Réunir une dream team de dessinateurs pour suivre les principaux candidats aux présidentielles était une super idée mais, comme on pouvait s'y attendre, les différents segments ne se valent pas. Ceux de Kokopello sont les meilleurs à mes yeux, ils donnent un visage humain au loufoque Jean Lassalle et surtout à Pécresse, pour qui on ne peut s'empêcher d'avoir de la peine tant elle semble dépassée et désabusée. Sapin s'en sort à merveille aussi, tout ce qu'il nous montre des coulisses est pertinent, que ce soit dans les attitudes ou la manière de communiquer en interne. Puis j'ai été marqué par cet échange avec une meuf de LREM à qui il demande pourquoi son parti évoque toujours l'opposition de droite et pas celle de gauche, et qui lui répond "Mais c'est nous la gauche"...
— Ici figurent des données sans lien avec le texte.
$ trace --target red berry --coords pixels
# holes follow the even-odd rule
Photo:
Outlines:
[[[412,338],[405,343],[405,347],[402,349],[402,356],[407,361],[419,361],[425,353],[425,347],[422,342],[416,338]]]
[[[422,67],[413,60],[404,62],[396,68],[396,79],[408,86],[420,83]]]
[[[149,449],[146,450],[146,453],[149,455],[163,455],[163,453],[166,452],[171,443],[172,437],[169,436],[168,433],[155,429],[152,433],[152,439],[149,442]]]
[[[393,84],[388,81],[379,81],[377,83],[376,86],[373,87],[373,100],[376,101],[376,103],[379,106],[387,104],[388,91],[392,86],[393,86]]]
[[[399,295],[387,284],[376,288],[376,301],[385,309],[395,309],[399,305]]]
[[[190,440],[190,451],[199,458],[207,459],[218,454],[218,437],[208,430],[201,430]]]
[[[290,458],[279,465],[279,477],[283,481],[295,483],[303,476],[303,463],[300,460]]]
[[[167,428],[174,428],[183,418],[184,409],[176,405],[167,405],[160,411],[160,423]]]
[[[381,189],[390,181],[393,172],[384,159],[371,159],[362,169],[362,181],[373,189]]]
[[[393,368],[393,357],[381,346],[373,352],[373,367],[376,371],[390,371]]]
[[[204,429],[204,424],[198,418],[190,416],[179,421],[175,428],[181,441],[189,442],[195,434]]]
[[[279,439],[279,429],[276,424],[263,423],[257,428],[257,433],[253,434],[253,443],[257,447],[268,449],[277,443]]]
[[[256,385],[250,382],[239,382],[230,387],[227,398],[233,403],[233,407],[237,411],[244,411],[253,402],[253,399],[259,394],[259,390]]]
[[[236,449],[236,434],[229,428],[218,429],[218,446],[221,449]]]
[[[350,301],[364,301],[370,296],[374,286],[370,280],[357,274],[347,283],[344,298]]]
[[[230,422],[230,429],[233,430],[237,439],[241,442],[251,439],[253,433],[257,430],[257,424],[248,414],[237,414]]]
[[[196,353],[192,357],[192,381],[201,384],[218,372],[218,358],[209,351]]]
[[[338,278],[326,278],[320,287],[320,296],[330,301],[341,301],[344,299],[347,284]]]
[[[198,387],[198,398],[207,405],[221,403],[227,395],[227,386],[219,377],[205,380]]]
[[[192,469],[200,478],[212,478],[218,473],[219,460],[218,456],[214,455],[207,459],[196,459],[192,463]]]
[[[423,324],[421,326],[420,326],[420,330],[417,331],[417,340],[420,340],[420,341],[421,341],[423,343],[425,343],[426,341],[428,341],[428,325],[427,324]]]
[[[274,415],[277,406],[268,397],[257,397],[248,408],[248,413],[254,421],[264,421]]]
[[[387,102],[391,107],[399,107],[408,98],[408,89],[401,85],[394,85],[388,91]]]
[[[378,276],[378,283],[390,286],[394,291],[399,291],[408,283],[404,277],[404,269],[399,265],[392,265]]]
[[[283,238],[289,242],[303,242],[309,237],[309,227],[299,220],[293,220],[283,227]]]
Dorothée de Monfreid a quant à elle une approche un peu plus scolaire (ou suit un candidat trop sage en la personne de Jadot) mais fait preuve d'une exhaustivité remarquable, choisissant judicieusement les thèmes à évoquer. En revanche je suis plus partagé sur les trois auteurs restants. Morgan Navarro n'assume pas de devoir traiter l'extrême-droite et prend constamment de la distance avec son sujet, abusant notamment de l'autodérision. Puis c'était une erreur de lui confier à la fois Zemmour et Le Pen, deux des candidats les plus intéressants de la campagne. J'ai le sentiment que l'auteur n'a pas eu le temps d'établir les connexions suffisantes pour nous montrer la face cachée de Zemmour, qui est essentiellement évoqué au travers de ses soutiens. Le Pen est quant à elle en retrait durant la majeure partie de la BD, on a droit à un passage en off mémorable mais j'aurais aimé en apprendre davantage sur elle.
Constat assez similaire pour Lara qui se coltinait à la fois Roussel et Mélenchon et n'a consacré qu'une poignée de planches à ce dernier, pourtant 3e homme de ces présidentielles. Qui plus est ce qu'il a à raconter sur Roussel est étonnamment oubliable compte tenu des controverses autour du personnage. En outre, j'ai du mal à accrocher au style anguleux du bonhomme.
Et pour finir, Louison... Une catastrophe. Pour le coup j'aime bien ses dessins, mais elle fait preuve d'un nombrilisme insupportable, passant son temps à nous expliquer combien elle est fatiguée ou combien il est difficile de traverser Paris pour suivre Hidalgo. Elle parle beaucoup d'elle et un peu de Hollande (auquel elle a déjà consacré un ouvrage) tandis qu'Hidalgo apparaît à peine dans la BD. À croire qu'elle n'a pas compris l'exercice.
En bref, "Carnets de campagne" est une BD inégale et incomplète dont les qualités éclipsent cependant les défauts, grâce à un format qui permet de diluer les segments les plus faibles. La diversité de points de vue et de traitements est particulièrement appréciable.